“Give black girls a childhood”

“For a long time I felt that as a black girl I had to grow up so quickly that I didn’t have time to fully enjoy my childhood,” Stampmedia editor Patricia Da Costa wrote in a candid column..

As a kid, I had obligations that all of my other white friends didn’t. From an early age I took care of my brothers and sisters. When I was eight years old I picked them up from school and was a babysitter and a duty officer. If something went wrong, it was my fault. As I got older, the obligations piled up. I think I started helping with the housework at the age of 11. Around the age of 13, I had to watch in the kitchen learning how to cook. My first dish was rice.

Persistent stereotypes

When I was fourteen, my mother took a good look at my wardrobe. I had to dress more feminine in order to look more mature. My “childish” clothes were banned from the closet. I vividly remember my mother taking me to the adult women’s section to choose clothes that she thought were appropriate for my age. I also remember staring, embarrassed. Not long after, the first comments about my body followed. “You look very mature for your age” and “Your curves have grown, Patricia.” Again very inconvenient. In response, she begins to wear more concealed clothing.

At the same time, I was increasingly confronted with stereotypes about black women in the media. We are grumpy, loud, untidy and come from a ghetto. Even though I was the exact opposite of myself, those clichés seemed to stick to me. By pushing myself into the background, I hoped to change that.

When I was 14 years old, I had to dress more feminine in order to look like a mature woman. I am no longer allowed to wear my “childish” clothes.

At fifteen, I felt I had outgrown most of my peers. I couldn’t laugh at the things they thought were hilarious, and for the most part I just thought it was very childish. I didn’t really feel like I belonged to the class. Since I had to grow up quickly, I didn’t have enough time to fully enjoy my childhood. This really made me not like going to school.

I am now 21 years old and only have I realized that the above situations are examples of coming of age and what effect this has on my mental health. Only now do I realize that it is not normal for me to always have to mediate between my parents and take care of my younger brother and sister. I’m still in the process of “ignoring” rules and obligations that I’ve considered normal for a long time. The thing is: I’m not an isolated case. Many black girls are brought up, seen and treated as adults, and their childhoods are taken away from them through a series of strict obligations and standards about how they should look and express themselves.

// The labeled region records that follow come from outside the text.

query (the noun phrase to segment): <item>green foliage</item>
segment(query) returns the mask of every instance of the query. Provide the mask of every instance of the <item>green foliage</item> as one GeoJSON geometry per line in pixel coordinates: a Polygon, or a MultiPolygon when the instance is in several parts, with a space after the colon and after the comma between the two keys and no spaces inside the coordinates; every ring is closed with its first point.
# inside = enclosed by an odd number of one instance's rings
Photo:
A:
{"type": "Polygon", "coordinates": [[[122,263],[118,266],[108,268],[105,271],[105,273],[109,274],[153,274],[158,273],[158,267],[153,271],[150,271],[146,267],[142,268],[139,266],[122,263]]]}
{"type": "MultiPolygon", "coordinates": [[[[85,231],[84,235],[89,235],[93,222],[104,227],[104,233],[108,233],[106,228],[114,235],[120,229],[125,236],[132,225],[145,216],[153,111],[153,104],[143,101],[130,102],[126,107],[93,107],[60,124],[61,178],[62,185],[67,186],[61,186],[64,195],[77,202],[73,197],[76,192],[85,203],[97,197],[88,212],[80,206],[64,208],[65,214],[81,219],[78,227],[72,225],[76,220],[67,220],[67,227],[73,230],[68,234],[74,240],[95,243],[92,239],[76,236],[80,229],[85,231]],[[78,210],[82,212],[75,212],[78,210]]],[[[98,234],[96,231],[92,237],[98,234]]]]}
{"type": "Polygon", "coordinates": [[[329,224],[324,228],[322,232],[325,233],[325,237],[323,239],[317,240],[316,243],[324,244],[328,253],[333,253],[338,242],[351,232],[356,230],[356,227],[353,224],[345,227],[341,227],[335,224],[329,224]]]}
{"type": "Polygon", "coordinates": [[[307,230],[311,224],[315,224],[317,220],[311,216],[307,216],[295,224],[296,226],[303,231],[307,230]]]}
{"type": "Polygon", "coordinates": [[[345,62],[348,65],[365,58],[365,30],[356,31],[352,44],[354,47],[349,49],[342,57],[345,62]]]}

Only now do I realize what progress has done to my mental health

Emotional incest

The coming of age of black girls is a phenomenon that has played a role in our modern society since slavery. During the enslavement of blacks, this was expressed through the employment of young black girls as soon as they were “old”. They had to work in the fields or help out in the household of a slave master. Then, when the girls were “mature”—when their period came—they were sold or married off. The process was later repeated with their children. Even though slavery was abolished long ago, puberty for black girls is still a thing. As long as we are not aware of this phenomenon, it will continue for a very long time.

I recently saw one tweet Transfer emotional incest. A strong term used to refer to an adult using a child for emotional gratification. The child is forced to emotionally support adults, which leads to a blurring of the boundaries between parent and child. Think of parents who use their children as mediators in conflicts, ask them questions about adult matters or prevent their children from making friends.

According to the Beyond Addiction website, this can have far-reaching consequences. Children do not learn their own limits. They take on too many responsibilities for themselves. Such children often end up in difficult and even toxic relationships later in life. They often develop fears of abandonment and commitment, and a feeling of not being good enough.

I believe and hope that stereotypes about black girls and women will gradually fade away, but that won’t be until tomorrow

It is important to know that there are phenomena such as “puberty” and “emotional incest” and that black girls are relatively affected by them. I hereby appeal to black girls to bring back their childhood. I believe and hope that stereotypes about black girls and women will gradually fade away, but that won’t be until tomorrow. It is important to realize that it is a systemic problem. We will first have to look within ourselves and see if we are not subconsciously perpetuating the phenomenon ourselves. We also had to actively inform other people about this.